Impact of Blockage on the Hydrodynamic Performance of Oscillating-Foils Hydrokinetic Turbines

This paper describes a study of the impact of confinement on the hydrodynamic performance of oscillating-foils hydrokinetic turbines (OFHT). This work aims to contribute to the development of standards applying to marine energy converters. These blockage effects have indeed to be taken into account when comparing measurements obtained in flumes, towing tanks, and natural sites. This paper provides appropriate correction formula to do so for OFHT based on computational fluid dynamics (CFD) simulations performed at a Reynolds Number Re = 3 × 106 for reduced frequencies between f* = 0.08 and f* = 0.22 considering area-based blockage ratios ranging from e = 0.2% to 60%. The need to discriminate between the vertical and horizontal confinement and the impact of the foil position in the channel are also investigated and are shown to be of second-order as compared to the overall blockage level. As expected, it is confirmed that the power extracted by the OFHT increases with the blockage level.
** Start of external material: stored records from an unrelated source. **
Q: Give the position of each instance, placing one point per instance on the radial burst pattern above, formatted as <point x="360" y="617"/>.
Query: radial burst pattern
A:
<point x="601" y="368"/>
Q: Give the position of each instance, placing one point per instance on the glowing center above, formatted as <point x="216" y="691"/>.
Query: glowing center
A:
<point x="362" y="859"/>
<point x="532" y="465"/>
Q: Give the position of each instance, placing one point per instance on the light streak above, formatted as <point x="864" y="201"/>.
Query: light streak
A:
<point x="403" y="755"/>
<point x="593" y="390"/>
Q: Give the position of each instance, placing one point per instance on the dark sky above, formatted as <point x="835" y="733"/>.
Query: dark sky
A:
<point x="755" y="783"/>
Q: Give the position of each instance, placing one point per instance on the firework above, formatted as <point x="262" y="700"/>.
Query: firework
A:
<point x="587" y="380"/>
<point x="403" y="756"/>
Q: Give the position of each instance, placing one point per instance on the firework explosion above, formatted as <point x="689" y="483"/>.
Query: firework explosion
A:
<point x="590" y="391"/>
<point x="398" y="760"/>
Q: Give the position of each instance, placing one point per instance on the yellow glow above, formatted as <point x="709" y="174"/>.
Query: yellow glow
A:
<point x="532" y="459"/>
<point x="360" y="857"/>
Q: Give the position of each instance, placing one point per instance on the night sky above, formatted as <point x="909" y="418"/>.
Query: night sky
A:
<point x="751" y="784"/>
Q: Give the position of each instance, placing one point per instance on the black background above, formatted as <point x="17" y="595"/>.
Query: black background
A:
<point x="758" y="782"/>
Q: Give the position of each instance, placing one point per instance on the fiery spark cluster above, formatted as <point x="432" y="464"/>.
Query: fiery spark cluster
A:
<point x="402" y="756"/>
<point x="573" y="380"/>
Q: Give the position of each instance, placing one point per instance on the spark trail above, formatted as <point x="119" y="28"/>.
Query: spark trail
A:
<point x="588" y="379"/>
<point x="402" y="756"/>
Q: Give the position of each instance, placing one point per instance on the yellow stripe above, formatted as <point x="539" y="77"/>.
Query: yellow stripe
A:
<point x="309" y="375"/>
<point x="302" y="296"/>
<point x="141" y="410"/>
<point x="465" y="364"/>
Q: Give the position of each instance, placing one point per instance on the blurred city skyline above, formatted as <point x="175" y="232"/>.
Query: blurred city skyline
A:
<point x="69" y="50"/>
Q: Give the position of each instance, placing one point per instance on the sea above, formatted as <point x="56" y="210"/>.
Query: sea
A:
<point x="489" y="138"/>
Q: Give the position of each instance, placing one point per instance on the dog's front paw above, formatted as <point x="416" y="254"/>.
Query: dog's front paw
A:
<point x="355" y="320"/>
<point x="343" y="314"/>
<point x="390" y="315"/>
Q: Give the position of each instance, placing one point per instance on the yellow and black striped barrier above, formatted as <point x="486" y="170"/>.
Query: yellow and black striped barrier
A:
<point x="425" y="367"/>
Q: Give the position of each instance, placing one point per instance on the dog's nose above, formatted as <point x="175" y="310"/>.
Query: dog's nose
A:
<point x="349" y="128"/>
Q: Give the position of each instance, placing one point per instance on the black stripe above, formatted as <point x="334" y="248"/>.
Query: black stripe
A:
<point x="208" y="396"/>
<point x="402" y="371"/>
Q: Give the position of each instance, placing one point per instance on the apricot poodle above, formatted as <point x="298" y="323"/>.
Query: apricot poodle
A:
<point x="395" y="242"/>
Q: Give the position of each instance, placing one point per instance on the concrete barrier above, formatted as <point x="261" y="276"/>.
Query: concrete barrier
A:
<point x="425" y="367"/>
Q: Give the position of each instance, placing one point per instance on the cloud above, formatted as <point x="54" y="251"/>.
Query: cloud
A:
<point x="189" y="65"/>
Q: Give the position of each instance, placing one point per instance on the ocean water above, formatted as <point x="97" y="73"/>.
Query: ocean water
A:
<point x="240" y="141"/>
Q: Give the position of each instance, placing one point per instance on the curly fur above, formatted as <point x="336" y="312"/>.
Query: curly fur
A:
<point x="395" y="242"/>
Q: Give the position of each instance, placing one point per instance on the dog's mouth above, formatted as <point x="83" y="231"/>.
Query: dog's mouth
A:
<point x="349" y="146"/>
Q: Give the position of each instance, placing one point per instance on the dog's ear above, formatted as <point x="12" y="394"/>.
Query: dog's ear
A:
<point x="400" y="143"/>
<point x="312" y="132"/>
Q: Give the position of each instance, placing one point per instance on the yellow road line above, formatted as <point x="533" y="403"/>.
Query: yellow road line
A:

It is further observed that for blockage ratio of less than e = 40%, the power extracted scales linearly with e. The approach proposed to correlate the performance of the OFHT in different blockage conditions uses the correction proposed by Barnsley and Wellicome and assumes a linear relation between the power extracted and the blockage. This technique is shown to be accurate for most of the practical operating conditions for blockage ratios up to 50%.